Notebook: Poop, Puke & Pop


A Familiar Odor
I haven’t seen Transformers: Revenge of the Fallen, and I won’t. Life is too short, and after suffering through the 144-minute original it seems backwards that the Transformers franchise should get to take “revenge” on me. But amidst a busy schedule that has me too far behind on blogging, I have carved out some time in recent weeks to read several reviews. For the most part, reactions to Transformers 2 haven’t been pretty. I’ve seen it called “a literal tsunami of shit” made by “an asshole” or “a jerk of the most obnoxious and insecure order,” and I’ve seen director Michael Bay slammed as a “fucking tool.” Having only enjoyed The Rock among Bay’s films, I can’t say I disagree with the general spirit of those assessments (I might have expressed my displeasure differently), but at the same time I’m puzzled by the timing of this eruption of anti-Bay vitriol.

Could Revenge of the Fallen be that much different than the original? Where was this anger in 2007? For example, here is Roger Ebert on Revenge of the Fallen: “The battle scenes are bewildering. A Bot makes no visual sense anyway, but two or three tangled up together create an incomprehensible confusion. I find it amusing that creatures that can unfold out of a Camaro and stand four stories high do most of their fighting with...fists. Like I say, dumber than a box of staples.” And now here is Ebert on 2007’s Transformers: “How can a pickup truck contain enough mass to unfold into a towering machine?

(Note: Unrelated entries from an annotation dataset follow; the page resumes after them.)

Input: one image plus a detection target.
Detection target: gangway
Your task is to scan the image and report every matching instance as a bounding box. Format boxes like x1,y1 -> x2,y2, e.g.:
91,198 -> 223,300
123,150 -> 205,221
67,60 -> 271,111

I say if Ringling Brothers can get 15 clowns into a Volkswagen, anything is possible.”

I’m not here to pick on Ebert, but I fail to understand why the original was considered “goofy fun with a lot of stuff that blows up real good,” and yet Revenge of the Fallen is something else. Really? Here’s Ebert again: “The mechanical battle goes on and on and on and on, with robots banging into each other and crashing into buildings, and buildings falling into the street, and the military firing, and jets sweeping overhead, and Megatron and the good hero, Optimus Prime, duking it out, and the soundtrack sawing away at thrilling music, and enough is enough. Just because CGI makes such endless sequences possible doesn't make them necessary. They should be choreographed to reflect a strategy and not simply reflect shapeless, random violence.” That’s a good slam of Revenge of the Fallen, right? Wrong! It’s a passage from Ebert’s three-star review of Transformers.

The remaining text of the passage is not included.